SAM Bourne is the author of political thrillers. His real-life persona is Jonathan Freedland, one of the Guardian’s acute columnists and a commentator on British current events, especially Brexit, and Jewish affairs. His opinion piece writing is of a far higher quality than the characterisation in his novels, but their value and virtue lie in the light they throw on the contemporary world.
His latest book features a David Irving-type character from the American Deep South who is a slavery denialist suing a critic for defamation. The denialism method is similar to Irving’s: highlighting minor errors and discrepancies in the historical record to call into question a momentous event. In other words, if a few trees can be made to disappear the forest goes with them.
The global background to this legal case is an attempt to wipe out the historical record. The world’s leading libraries are torched and their digitised backups destroyed; individuals with significant memories of, for instance, the Holocaust are killed; and Amazon book warehouses are hit. Websites vaporise. The ideology behind this vandalism is a belief that we have too much history and that it causes ongoing conflict. Annual commemorations in Northern Ireland and Serbia, and Jacob Rees-Mogg’s evocations of Agincourt, might lend a semblance of weight to this. But as the hero of Freedland’s tale points out, individuals suffering from Alzheimer’s die from memory loss long before physical death. So, too, would humanity without recollection. This has historically been the approach of fascists and fundamentalists. In Rwanda’s genocide people were murdered en masse together with the destruction of all records proving they had ever existed. Vandalism by ISIS at Palmyra was an attempt, only partially successful, to obliterate evidence of Syria’s diverse history.
The destruction project in Freedland’s book, masterminded by an outfit with a name worryingly similar to Cambridge Analytica, aims for what it believes is an edenic state of humanity before memory – and evokes the Greek god of amnesia, Lethe. This movement is particularly exciting for the followers of right-wing populism. It clears the ground for the undisputed circulation of fake news and is a direct attack on liberal values and what is perceived as a privileged political and intellectual establishment. Without a documentary record, anything is feasible. It is a particularly apt story for our times where the president of the most powerful nation is a serial and unrepentant liar and millions of his supporters either endorse his lies or simply do not care. It is similarly encouraging for a myriad of right-wing populist causes such as Brexit that feed on myth and half-truths and mock debate based on research and rational thought. After all, it is the ‘man down the pub’ that has all the answers (if not the questions) especially after a pint or three. Who needs a documentary record?
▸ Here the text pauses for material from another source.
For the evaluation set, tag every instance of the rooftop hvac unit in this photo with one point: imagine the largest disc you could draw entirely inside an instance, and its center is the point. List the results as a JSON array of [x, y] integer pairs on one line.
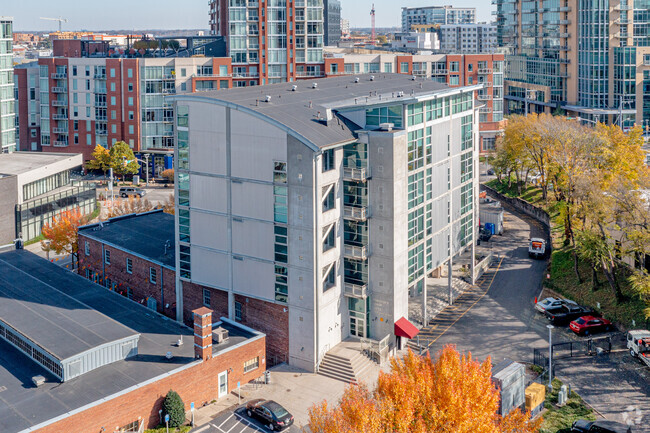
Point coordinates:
[[220, 335]]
The work of Austin Logica to create a tabula rasa for human existence is light years ahead of Nazi book burning, ANC Youth League book launch invasions and threatened bonfires in Ace Magshule’s Free State. But there is a direct link in fear and loathing of the truth and those who are committed to it. While Freedland has written a novel replete with almost Bond-like episodes, he raises real fears about what is potentially possible in a global village connected by the Internet. We are already very familiar with its use as weapon: state-sponsored hackers have invaded and crashed systems that run basic services such as hospitals and banks.
Austin Logica in Freedland’s tale hacked into library security systems and manipulated the heating and ventilation components to start and fuel conflagrations, a hidden hand that made physical protection pointless. Like Notre Dame cathedral most of the buildings were ancient and burned freely. And in the case of libraries, fire fighters’ water can do more damage than flames. Other hacking tactics were used to make sure that digital backups were also destroyed, although Freedland’s story ends optimistically as counter-hackers have prevented total annihilation of the historical record.
It’s all fiction, but disturbingly well-grounded in contemporary possibility. The world is indeed increasingly threatened by toxic right-wing ideology driven by charlatans and demented fantacists whom millions of people now take seriously. And we already know the potential of deliberately engineered computer system failure. Yet liberal democracy consistently fails to make its case, hobbled perhaps by its very strength in a belief in truth and rational discourse, against the publicists and purveyors of neo-fascist propaganda. And we continue to invest more and more in automated systems that ultimately have no protection against penetration by the evil-minded.